The modern job search is an overwhelming and repetitive grind. Candidates pour countless hours into tailoring resumes and filling out redundant forms, only to be met with silence or, if they're lucky, the cold efficiency of a templated rejection. It's the kind of email that lands in your inbox just moments after you hit 'submit', making it painfully clear your application was never even seen by human eyes. This cycle consumes valuable time that could be better spent preparing for interviews, developing new skills, or building professional networks.

Chameleon was built to confront this challenge. It's not just an automation tool, but a strategic assistant designed to give you back control. By leveraging the power of Large Language Models (LLMs), Chameleon intelligently handles the most tedious parts of the application process, from resume customization to filling out complex forms.

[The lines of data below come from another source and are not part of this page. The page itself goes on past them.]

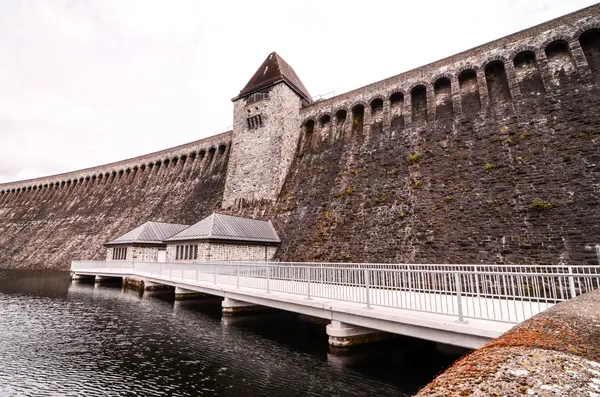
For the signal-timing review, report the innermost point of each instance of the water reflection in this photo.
(58, 338)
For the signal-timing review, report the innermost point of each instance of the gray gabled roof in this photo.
(149, 233)
(227, 227)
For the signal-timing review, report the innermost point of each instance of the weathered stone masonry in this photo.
(489, 155)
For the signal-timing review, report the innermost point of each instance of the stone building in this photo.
(145, 243)
(224, 237)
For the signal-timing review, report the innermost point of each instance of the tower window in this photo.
(254, 122)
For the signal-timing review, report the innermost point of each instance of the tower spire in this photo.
(274, 70)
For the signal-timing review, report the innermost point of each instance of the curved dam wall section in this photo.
(491, 155)
(46, 222)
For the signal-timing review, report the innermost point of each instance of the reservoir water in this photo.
(59, 338)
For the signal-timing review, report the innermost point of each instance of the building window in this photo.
(254, 122)
(257, 96)
(119, 253)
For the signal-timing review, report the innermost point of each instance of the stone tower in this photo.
(266, 128)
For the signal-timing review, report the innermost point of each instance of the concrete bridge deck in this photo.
(461, 307)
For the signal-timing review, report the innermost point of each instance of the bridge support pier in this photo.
(82, 277)
(347, 335)
(141, 284)
(182, 294)
(106, 279)
(233, 307)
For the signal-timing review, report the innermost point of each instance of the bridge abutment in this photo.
(347, 335)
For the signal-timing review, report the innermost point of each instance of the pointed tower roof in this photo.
(232, 228)
(149, 233)
(272, 71)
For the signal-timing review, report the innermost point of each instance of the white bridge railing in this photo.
(490, 292)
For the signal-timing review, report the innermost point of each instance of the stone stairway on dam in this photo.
(460, 305)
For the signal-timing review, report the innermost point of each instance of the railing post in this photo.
(572, 283)
(367, 292)
(476, 280)
(307, 275)
(459, 297)
(268, 278)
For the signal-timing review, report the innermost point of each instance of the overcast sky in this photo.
(87, 82)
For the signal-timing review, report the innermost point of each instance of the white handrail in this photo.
(498, 293)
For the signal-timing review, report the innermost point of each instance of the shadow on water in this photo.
(92, 340)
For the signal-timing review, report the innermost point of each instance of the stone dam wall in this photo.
(47, 222)
(491, 155)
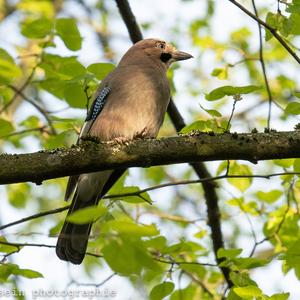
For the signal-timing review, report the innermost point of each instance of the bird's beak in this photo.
(179, 55)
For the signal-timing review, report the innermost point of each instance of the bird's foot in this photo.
(141, 134)
(121, 140)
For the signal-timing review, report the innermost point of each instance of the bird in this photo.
(130, 102)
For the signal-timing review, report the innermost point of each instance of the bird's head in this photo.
(157, 50)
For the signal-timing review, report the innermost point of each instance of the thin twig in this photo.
(73, 281)
(34, 104)
(271, 29)
(263, 66)
(40, 129)
(35, 216)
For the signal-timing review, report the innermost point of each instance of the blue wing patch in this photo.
(98, 104)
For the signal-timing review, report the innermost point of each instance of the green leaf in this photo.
(248, 262)
(12, 269)
(240, 169)
(227, 90)
(203, 126)
(229, 253)
(189, 292)
(7, 248)
(293, 108)
(62, 67)
(28, 273)
(220, 73)
(281, 296)
(296, 165)
(212, 112)
(38, 8)
(249, 291)
(37, 29)
(67, 30)
(100, 70)
(295, 22)
(285, 163)
(8, 69)
(6, 127)
(121, 257)
(87, 214)
(241, 279)
(18, 194)
(162, 290)
(269, 197)
(135, 230)
(75, 95)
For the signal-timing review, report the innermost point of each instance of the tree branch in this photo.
(209, 188)
(99, 156)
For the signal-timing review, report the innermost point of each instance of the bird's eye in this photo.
(160, 45)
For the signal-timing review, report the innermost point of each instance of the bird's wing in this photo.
(93, 113)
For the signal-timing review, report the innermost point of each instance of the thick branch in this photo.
(92, 156)
(209, 188)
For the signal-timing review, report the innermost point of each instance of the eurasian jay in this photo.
(130, 102)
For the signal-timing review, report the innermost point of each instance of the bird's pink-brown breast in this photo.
(141, 96)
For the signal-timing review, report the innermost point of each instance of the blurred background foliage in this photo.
(53, 55)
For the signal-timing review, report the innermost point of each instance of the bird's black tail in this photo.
(73, 238)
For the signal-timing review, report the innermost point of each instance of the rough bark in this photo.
(94, 156)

Our goal is to let you focus your energy on what truly matters: making valuable connections, showcasing your talent in interviews, and landing the role you truly deserve.


A sophisticated, AI-powered framework for automating the job application process across multiple platforms. Chameleon is designed with a robust, maintainable, and scalable architecture, leveraging modern software engineering principles to go far beyond simple scripting.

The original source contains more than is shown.